Traditional AI models exhibit limitations in protein sequence understanding and cross-task generalization. Method: This study systematically reviews large language model (LLM)-driven computational protein science, introducing a knowledge-dimensional taxonomy for protein language models (pLMs)—categorizing them by sequence patterns, structure-function relationships, and interdisciplinary scientific language. It proposes three paradigmatic advances: multi-task generalization, cross-modal reasoning, and end-to-end design. Methodologically, it integrates Transformer architectures with multimodal knowledge fusion, prompt engineering, transfer learning, and joint structure-function modeling. Contribution/Results: Experiments demonstrate significant improvements in structural prediction accuracy, functional annotation coverage, and de novo protein design success rates. The framework achieves multiple wet-lab validations in antibody/enzyme design and novel drug discovery, establishing pLMs as foundational tools for next-generation computational protein science.

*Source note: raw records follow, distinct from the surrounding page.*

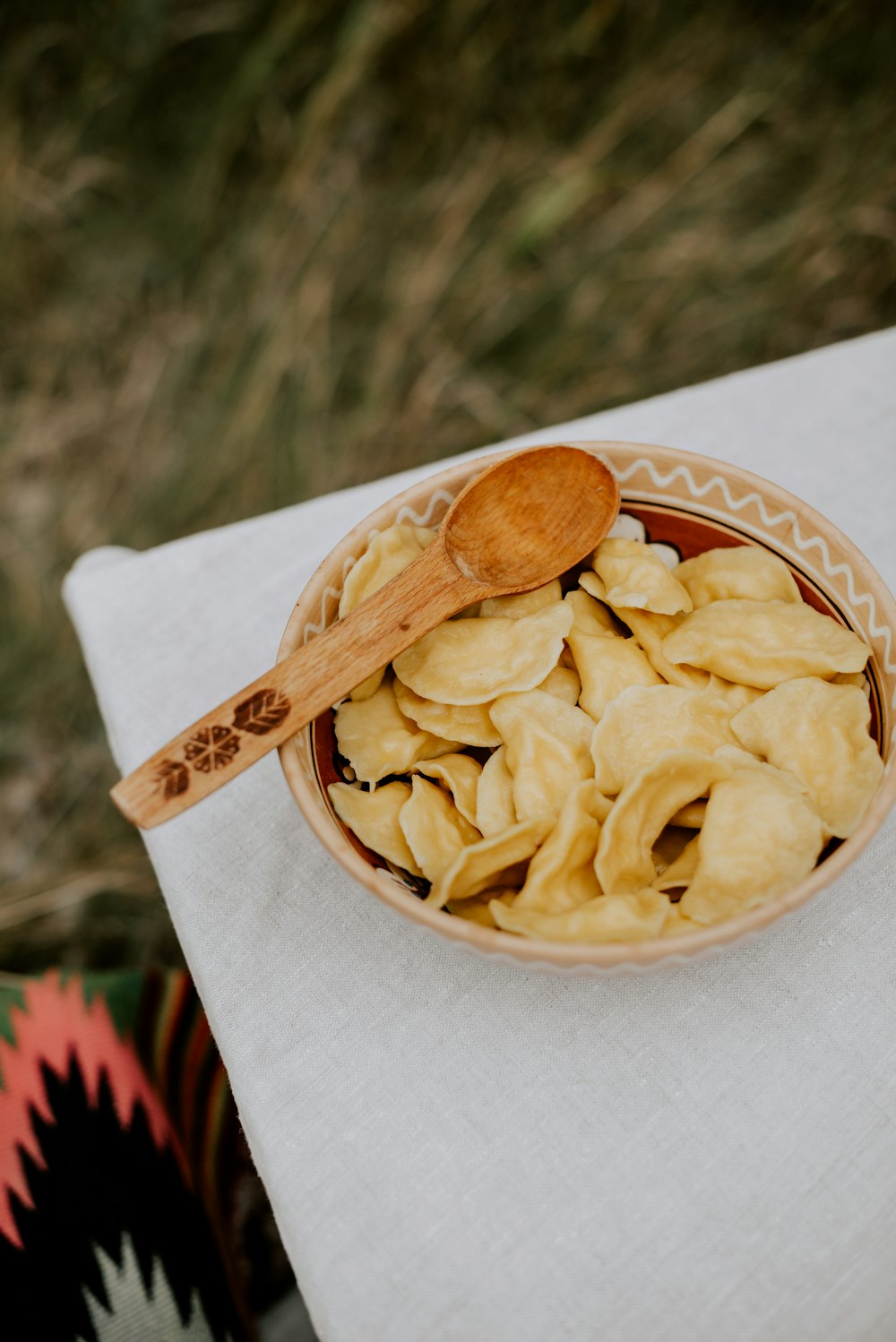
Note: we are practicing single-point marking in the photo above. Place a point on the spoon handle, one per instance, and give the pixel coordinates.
(262, 716)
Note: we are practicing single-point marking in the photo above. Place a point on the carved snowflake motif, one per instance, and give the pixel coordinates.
(212, 748)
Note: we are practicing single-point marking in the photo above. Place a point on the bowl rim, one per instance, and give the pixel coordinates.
(574, 956)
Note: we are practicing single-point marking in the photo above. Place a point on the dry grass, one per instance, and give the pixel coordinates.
(253, 251)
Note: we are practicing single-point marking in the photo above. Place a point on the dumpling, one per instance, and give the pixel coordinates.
(642, 722)
(434, 827)
(762, 643)
(739, 572)
(607, 918)
(650, 630)
(607, 665)
(477, 660)
(386, 555)
(760, 838)
(820, 733)
(624, 859)
(373, 816)
(564, 684)
(377, 740)
(736, 695)
(495, 810)
(469, 724)
(561, 875)
(461, 775)
(634, 576)
(690, 816)
(495, 860)
(589, 615)
(547, 749)
(523, 603)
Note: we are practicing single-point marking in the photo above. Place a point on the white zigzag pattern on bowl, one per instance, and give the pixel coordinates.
(813, 541)
(663, 481)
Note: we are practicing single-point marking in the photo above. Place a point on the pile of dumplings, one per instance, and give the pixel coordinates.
(637, 751)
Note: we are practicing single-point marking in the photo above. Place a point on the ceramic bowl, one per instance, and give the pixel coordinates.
(680, 500)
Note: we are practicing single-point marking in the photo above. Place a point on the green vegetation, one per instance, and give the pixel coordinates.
(255, 250)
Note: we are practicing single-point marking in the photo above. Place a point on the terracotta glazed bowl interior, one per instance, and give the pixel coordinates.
(693, 503)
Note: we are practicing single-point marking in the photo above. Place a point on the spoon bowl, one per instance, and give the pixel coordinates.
(530, 517)
(520, 523)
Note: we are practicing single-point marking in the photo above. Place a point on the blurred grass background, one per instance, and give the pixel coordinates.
(255, 250)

Considering the significance of proteins, computational protein science has always been a critical scientific field, dedicated to revealing knowledge and developing applications within the protein sequence-structure-function paradigm. In the last few decades, Artificial Intelligence (AI) has made significant impacts in computational protein science, leading to notable successes in specific protein modeling tasks. However, those previous AI models still meet limitations, such as the difficulty in comprehending the semantics of protein sequences, and the inability to generalize across a wide range of protein modeling tasks. Recently, LLMs have emerged as a milestone in AI due to their unprecedented language processing&generalization capability. They can promote comprehensive progress in fields rather than solving individual tasks. As a result, researchers have actively introduced LLM techniques in computational protein science, developing protein Language Models (pLMs) that skillfully grasp the foundational knowledge of proteins and can be effectively generalized to solve a diversity of sequence-structure-function reasoning problems. While witnessing prosperous developments, it's necessary to present a systematic overview of computational protein science empowered by LLM techniques. First, we summarize existing pLMs into categories based on their mastered protein knowledge, i.e., underlying sequence patterns, explicit structural and functional information, and external scientific languages. Second, we introduce the utilization and adaptation of pLMs, highlighting their remarkable achievements in promoting protein structure prediction, protein function prediction, and protein design studies. Then, we describe the practical application of pLMs in antibody design, enzyme design, and drug discovery. Finally, we specifically discuss the promising future directions in this fast-growing field.